OP, you are right that “group a data frame by something that is not a persistent column in the data frame” is something that is not possible in DataFrames.jl and is unlikely to be added in the future.
The implementation of GroupedDataFrame relies on the grouping column being an existing, named column in the data frame. As mentioned above, DataFramesMeta.jl should probably add this feature, something that groups and transforms in a single step, dropping the grouping column after the transformation. But It’s a low priority because its not that hard to just make a column.
Well, in pandas, you can do such things: df.groupby(df['Sales Rep'].str.split(' ').str[0]).size()
which counts the number of people with the same first name
or use the function pd.Grouper that enables to resample easily a DataFrame with a column of dates: df.groupby(pd.Grouper(key = 'Date', freq = 'Q')).size()
I admit I’m interested by Julia for its performance, it’s less user-friendly than Python-Pandas…
Hm, I don’t know pandas that well (anymore - back when I was using it they still took their name seriously and had a panel data type ) but that doesn’t seem like a groupby is necessary at all, I think this is just
using StatsBase, DataFrames
countmap(first.(split.(string.(df."Sales Rep"))))
Pandas is different, I would not say “less user-friendly” though. Imho, Pandas is one of the less well designed Python libraries which always confuses me.
Overall, for data prep I prefer both R’s data.table and the tidyverse packages to Pandas.
DataFrames is particularly nice if you want to program, i.e., write code without hard-coded column names, aggregation functions etc., as it’s design is very transparent and well integrated with base Julia, i.e., just pass functions operating on vectors. R also has it’s issues in this respect due to non-standard evaluation.

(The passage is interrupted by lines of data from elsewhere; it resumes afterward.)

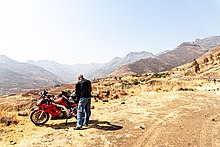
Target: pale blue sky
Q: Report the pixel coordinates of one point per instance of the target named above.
(85, 31)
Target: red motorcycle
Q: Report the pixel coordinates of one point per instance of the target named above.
(49, 106)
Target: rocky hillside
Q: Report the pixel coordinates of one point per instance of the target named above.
(207, 66)
(66, 72)
(185, 53)
(117, 62)
(16, 76)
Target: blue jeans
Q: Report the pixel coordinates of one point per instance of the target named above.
(84, 104)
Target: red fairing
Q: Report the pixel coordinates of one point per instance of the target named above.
(61, 100)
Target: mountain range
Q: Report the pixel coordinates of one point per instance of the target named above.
(16, 76)
(186, 52)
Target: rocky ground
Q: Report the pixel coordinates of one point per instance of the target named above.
(178, 118)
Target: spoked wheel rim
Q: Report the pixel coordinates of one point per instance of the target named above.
(39, 118)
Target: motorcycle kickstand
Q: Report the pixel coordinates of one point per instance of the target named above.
(66, 121)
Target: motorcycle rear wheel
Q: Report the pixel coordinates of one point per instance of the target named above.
(44, 117)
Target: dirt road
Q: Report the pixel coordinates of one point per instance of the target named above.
(150, 119)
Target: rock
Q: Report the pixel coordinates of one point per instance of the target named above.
(22, 114)
(12, 142)
(6, 120)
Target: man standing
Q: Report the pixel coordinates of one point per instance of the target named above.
(83, 92)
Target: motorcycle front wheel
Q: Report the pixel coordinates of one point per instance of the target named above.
(39, 118)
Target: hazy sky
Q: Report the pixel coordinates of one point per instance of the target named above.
(85, 31)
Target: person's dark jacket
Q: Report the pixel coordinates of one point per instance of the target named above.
(83, 89)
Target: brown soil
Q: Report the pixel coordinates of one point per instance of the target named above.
(149, 119)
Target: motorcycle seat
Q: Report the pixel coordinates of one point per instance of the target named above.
(72, 102)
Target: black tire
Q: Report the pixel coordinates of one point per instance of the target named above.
(35, 117)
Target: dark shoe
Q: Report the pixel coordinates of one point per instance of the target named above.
(86, 126)
(77, 128)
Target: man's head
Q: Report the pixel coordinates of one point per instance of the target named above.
(79, 77)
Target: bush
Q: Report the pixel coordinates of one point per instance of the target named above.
(136, 82)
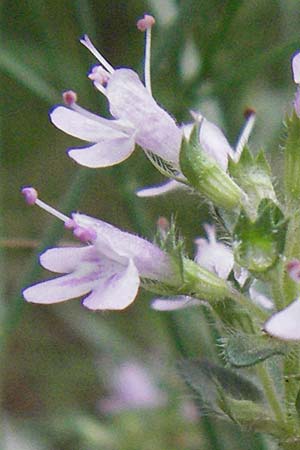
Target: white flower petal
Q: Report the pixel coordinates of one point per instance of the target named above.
(64, 288)
(286, 323)
(90, 128)
(215, 257)
(65, 259)
(160, 189)
(172, 304)
(257, 292)
(105, 153)
(296, 67)
(155, 129)
(116, 291)
(149, 259)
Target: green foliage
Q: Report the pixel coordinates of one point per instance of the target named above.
(246, 350)
(205, 175)
(210, 381)
(54, 361)
(292, 161)
(253, 175)
(258, 244)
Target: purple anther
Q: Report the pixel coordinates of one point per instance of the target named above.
(145, 23)
(99, 75)
(30, 195)
(85, 234)
(69, 97)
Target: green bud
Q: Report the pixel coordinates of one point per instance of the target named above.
(258, 244)
(252, 416)
(254, 177)
(202, 283)
(244, 350)
(206, 176)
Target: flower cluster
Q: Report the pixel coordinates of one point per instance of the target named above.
(249, 281)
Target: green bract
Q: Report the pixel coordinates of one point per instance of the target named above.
(206, 176)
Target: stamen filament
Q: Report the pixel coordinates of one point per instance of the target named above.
(147, 71)
(51, 210)
(245, 133)
(90, 46)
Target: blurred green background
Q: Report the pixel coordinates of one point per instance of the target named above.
(215, 56)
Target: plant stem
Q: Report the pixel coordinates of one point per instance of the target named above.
(270, 393)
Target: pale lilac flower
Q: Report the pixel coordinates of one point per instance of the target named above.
(132, 388)
(296, 76)
(214, 143)
(210, 254)
(107, 271)
(214, 255)
(284, 324)
(137, 117)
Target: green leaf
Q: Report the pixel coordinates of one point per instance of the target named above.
(252, 416)
(209, 380)
(258, 244)
(292, 160)
(253, 175)
(244, 350)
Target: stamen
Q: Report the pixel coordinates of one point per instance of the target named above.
(146, 24)
(293, 269)
(210, 232)
(99, 77)
(89, 45)
(31, 197)
(85, 234)
(296, 67)
(69, 97)
(250, 116)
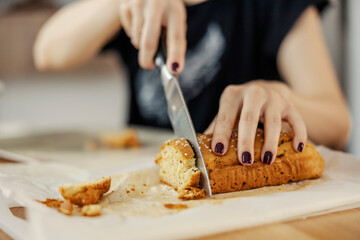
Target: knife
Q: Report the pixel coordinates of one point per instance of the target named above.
(179, 114)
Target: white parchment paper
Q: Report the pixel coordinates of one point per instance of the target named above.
(338, 188)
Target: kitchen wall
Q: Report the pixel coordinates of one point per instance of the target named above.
(93, 96)
(352, 69)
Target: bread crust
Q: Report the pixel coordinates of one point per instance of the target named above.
(228, 175)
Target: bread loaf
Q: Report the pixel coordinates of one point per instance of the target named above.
(177, 165)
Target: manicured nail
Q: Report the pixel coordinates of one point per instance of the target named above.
(175, 66)
(219, 148)
(267, 157)
(246, 157)
(301, 147)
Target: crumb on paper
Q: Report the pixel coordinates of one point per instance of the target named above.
(175, 205)
(67, 208)
(91, 210)
(52, 203)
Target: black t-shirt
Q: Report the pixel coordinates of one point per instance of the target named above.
(228, 42)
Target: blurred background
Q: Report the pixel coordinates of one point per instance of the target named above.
(95, 95)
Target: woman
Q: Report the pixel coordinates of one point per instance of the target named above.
(238, 62)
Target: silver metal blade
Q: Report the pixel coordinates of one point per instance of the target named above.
(181, 121)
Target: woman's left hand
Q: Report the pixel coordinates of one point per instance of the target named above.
(241, 106)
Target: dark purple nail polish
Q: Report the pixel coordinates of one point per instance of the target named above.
(300, 147)
(175, 66)
(219, 148)
(246, 157)
(267, 157)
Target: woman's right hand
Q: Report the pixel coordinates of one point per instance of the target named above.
(143, 20)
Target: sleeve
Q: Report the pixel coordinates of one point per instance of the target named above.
(281, 16)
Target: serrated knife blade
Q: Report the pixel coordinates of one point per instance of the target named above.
(180, 118)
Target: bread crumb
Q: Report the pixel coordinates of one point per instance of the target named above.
(91, 210)
(175, 205)
(67, 208)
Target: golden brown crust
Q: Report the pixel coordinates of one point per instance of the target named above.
(227, 174)
(191, 193)
(126, 139)
(86, 193)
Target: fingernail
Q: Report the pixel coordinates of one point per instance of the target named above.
(301, 147)
(246, 157)
(175, 66)
(267, 157)
(219, 148)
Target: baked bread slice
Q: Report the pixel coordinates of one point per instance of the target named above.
(85, 193)
(227, 174)
(177, 164)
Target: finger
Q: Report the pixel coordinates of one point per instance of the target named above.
(299, 128)
(137, 23)
(249, 118)
(272, 128)
(150, 34)
(210, 128)
(125, 18)
(225, 120)
(176, 39)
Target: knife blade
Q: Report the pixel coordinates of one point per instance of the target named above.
(179, 115)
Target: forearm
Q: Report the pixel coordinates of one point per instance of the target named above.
(327, 119)
(75, 34)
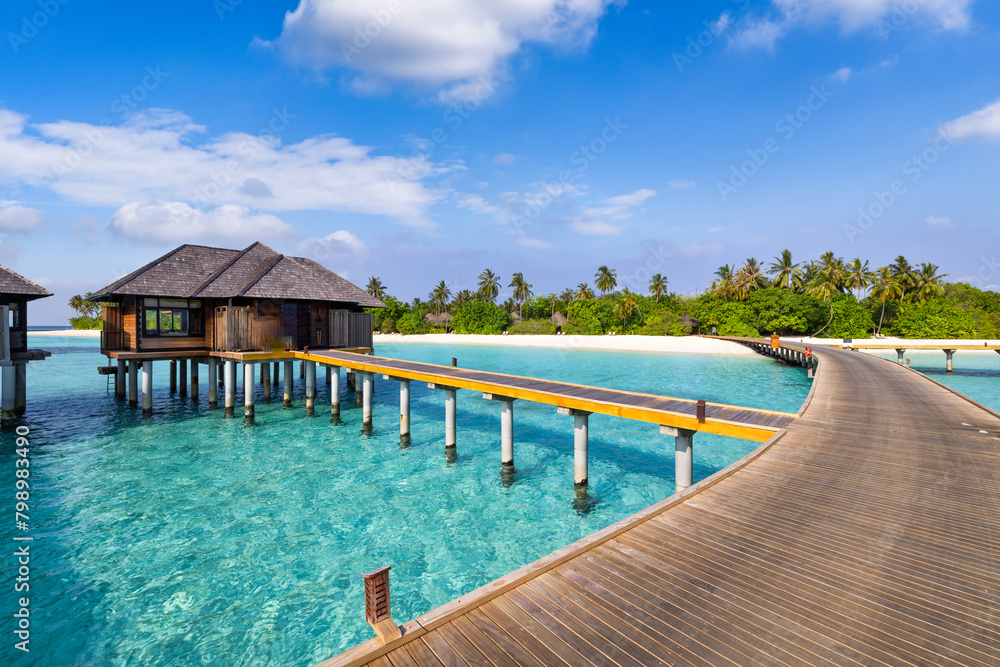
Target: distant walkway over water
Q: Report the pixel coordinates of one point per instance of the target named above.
(865, 532)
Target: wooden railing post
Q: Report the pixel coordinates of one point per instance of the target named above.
(377, 611)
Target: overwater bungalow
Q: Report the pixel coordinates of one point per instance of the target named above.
(15, 293)
(199, 299)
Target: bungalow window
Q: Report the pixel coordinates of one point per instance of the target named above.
(172, 317)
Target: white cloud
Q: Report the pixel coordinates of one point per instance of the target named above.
(154, 156)
(937, 222)
(15, 218)
(169, 223)
(851, 15)
(600, 220)
(984, 123)
(443, 44)
(340, 246)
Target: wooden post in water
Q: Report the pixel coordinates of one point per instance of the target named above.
(265, 381)
(7, 391)
(683, 456)
(213, 382)
(195, 363)
(249, 389)
(334, 393)
(230, 386)
(310, 372)
(133, 383)
(287, 373)
(367, 388)
(948, 356)
(147, 387)
(377, 611)
(120, 383)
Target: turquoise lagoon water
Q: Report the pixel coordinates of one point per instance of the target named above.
(187, 538)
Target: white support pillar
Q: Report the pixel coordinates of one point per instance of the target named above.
(147, 387)
(230, 386)
(213, 382)
(450, 417)
(265, 374)
(581, 437)
(506, 428)
(20, 388)
(287, 372)
(683, 456)
(249, 389)
(133, 383)
(7, 403)
(367, 388)
(334, 372)
(310, 371)
(195, 363)
(120, 381)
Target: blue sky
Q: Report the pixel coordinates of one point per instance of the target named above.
(428, 140)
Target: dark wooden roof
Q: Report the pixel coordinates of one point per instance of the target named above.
(193, 271)
(14, 283)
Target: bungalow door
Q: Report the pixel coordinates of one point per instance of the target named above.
(303, 327)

In the end, all of these libraries have their strengths and weaknesses and it matters a lot what you are used to. I would not say that one is unambiguously better than the other though. The Julia ecosystem has improved a lot over the years and is well on par – at least in my opinion – with a solid and clean foundation of DataFrames (or even more general Tables) and several packages such as DataFramesMeta, DataFrameMacros, Query, Tidier etc for conveniently querying data.
I think this limitation (group by a column only) is DataFrames-specific. In Julia, you can use all kinds of arrays as tables, and that way it’s easy to group by a function of a column:
map(group_vg(r -> length(r.name) > 4, tbl)) do gr
(longname=key(gr), count=length(gr)))
end
This kind of tables processing may be somewhat less uniformly documented, simply because you can use powerful generic functions from many packages instead of buying into a specific ecosystem. But it is very flexible and composable in Julia.